There are exceptions though. - As we noted previously, if you join U.S. corporate finance boutique Tobin & Co. either full time as an analyst or short term as an intern, you won't be paid a salary at all. You'll get your lunch, you'll get a housing stipend, and you'll get a small bonus (if you perform). You'll also get to work closely with Justine Tobin, a former BofA managing director and Goldman Sachs associate. But if you work for Tobin, a salary is not on the table.
This seems a bit unfair. However, the 20-somethings who've been there and done it say it's all fine: when you're trying to break into banking, money isn't important. Experience is.
"I would actively choose the same path again," says one former Tobin analyst who asked to remain anonymous after working (salary-free) for an entire year before landing a job in corporate development with a tech firm. "I did apply to other companies first, primarily in the investment banking space, with no success," he explains, adding that the year at Tobin helped mitigate the fact that he both came from a non-target school and hadn't completed any internships while he was there. In the circumstances, he says his the only options were working for nothing at Tobin or paying tens of thousands to study an MBA or Masters in Finance on the off-chance this would lead to a big bank. Tobin & Co. seemed the better route.
Other ex-Tobinites are similarly affirming. "Before I applied to Tobin & Co., I was already out of undergrad for over a year and working in a full-time role at a company outside of the financial services industry," says a former analyst who went without a salary at Tobin for over 12 months and now works in investment management. During his time at Tobin, he says he got to work as the lead analyst on a 409a valuation for a private software company. This meant liaising with the CFO on due diligence, developing a financial model, researching comparables and precedents and assembling a detailed report on the valuation.

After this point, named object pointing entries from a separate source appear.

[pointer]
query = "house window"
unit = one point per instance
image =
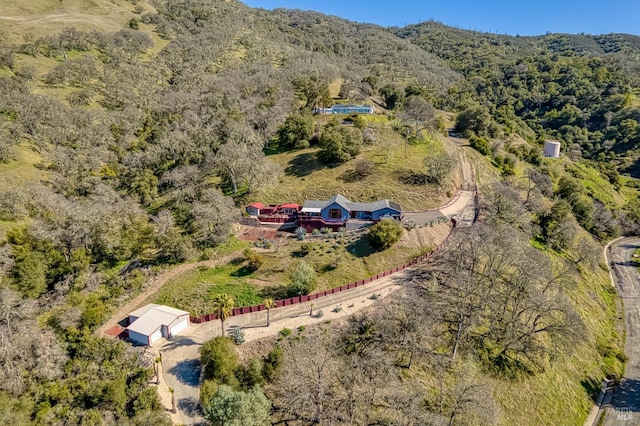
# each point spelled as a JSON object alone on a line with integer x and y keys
{"x": 335, "y": 214}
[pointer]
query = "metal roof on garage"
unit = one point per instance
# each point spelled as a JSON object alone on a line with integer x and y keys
{"x": 151, "y": 317}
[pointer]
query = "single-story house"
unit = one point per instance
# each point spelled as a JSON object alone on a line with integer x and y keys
{"x": 339, "y": 209}
{"x": 152, "y": 322}
{"x": 254, "y": 209}
{"x": 285, "y": 212}
{"x": 346, "y": 109}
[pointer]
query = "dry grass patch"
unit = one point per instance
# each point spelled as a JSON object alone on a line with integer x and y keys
{"x": 305, "y": 178}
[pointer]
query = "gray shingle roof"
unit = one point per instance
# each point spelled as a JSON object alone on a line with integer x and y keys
{"x": 350, "y": 206}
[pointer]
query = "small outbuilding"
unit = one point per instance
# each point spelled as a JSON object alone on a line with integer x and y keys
{"x": 153, "y": 322}
{"x": 552, "y": 149}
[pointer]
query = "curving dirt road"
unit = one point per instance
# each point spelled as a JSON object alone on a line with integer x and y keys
{"x": 181, "y": 358}
{"x": 155, "y": 285}
{"x": 621, "y": 407}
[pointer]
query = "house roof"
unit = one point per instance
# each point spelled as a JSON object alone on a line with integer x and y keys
{"x": 316, "y": 205}
{"x": 340, "y": 200}
{"x": 311, "y": 210}
{"x": 151, "y": 317}
{"x": 313, "y": 204}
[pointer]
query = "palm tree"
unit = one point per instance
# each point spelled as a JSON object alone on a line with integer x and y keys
{"x": 269, "y": 303}
{"x": 223, "y": 306}
{"x": 174, "y": 407}
{"x": 157, "y": 361}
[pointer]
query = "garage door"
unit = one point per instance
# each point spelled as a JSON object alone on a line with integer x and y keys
{"x": 178, "y": 327}
{"x": 155, "y": 336}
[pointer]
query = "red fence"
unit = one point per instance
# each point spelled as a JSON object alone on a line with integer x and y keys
{"x": 307, "y": 298}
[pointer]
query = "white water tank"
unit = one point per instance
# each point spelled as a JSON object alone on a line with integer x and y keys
{"x": 552, "y": 149}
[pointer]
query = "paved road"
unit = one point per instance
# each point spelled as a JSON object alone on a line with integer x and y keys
{"x": 180, "y": 356}
{"x": 624, "y": 407}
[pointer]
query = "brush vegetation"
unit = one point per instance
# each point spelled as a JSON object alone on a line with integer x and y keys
{"x": 132, "y": 133}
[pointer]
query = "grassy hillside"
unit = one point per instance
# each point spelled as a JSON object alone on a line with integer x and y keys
{"x": 43, "y": 17}
{"x": 151, "y": 140}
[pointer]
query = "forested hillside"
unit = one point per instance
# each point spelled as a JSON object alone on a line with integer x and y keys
{"x": 130, "y": 142}
{"x": 579, "y": 89}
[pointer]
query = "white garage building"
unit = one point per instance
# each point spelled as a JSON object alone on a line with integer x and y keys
{"x": 152, "y": 322}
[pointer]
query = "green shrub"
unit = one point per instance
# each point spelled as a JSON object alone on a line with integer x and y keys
{"x": 385, "y": 233}
{"x": 219, "y": 359}
{"x": 285, "y": 332}
{"x": 302, "y": 279}
{"x": 254, "y": 260}
{"x": 301, "y": 233}
{"x": 238, "y": 336}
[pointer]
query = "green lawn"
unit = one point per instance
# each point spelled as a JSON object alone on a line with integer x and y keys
{"x": 337, "y": 261}
{"x": 193, "y": 290}
{"x": 305, "y": 178}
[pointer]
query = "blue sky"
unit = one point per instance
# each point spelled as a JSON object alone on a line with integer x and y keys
{"x": 524, "y": 17}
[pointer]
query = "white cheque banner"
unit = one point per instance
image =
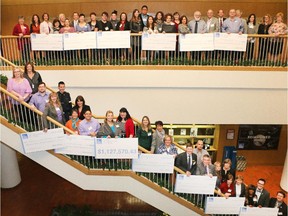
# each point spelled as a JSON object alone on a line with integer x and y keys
{"x": 196, "y": 42}
{"x": 78, "y": 145}
{"x": 116, "y": 148}
{"x": 255, "y": 211}
{"x": 77, "y": 41}
{"x": 153, "y": 163}
{"x": 41, "y": 141}
{"x": 195, "y": 184}
{"x": 47, "y": 42}
{"x": 221, "y": 205}
{"x": 165, "y": 42}
{"x": 233, "y": 42}
{"x": 113, "y": 39}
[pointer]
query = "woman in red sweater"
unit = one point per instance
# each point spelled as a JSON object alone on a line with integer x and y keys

Other analysts report helping a high net worth client buy a food manufacturing company or preparing pitch-books for potential clients. - Basically, working in M&A, but for free.
How do people live whilst working at Tobin? Ex-juniors report spending their savings, staying with their parents or taking second jobs on the side. "I worked part-time at a local golf course for some extra pocket change," admits one.
Nonetheless, the juniors we spoke to who've been there and done it, thought Tobin's unpaid program is the best and most cost effective way of breaking into a hugely competitive industry. Despite the lack of salary, the Tobin program is hugely over-subscribed with 10 times as many applicants as places, but this is nothing compared to the 50 or so people who apply for each student position at Goldman Sachs.
"At the end of the day, I was able to develop skills that helped me land my first salaried banking positions," says one ex-Tobin analyst of his time there. "- A fair amount of the internships out there are unpaid and that is just what is necessary in order to obtain the required experience."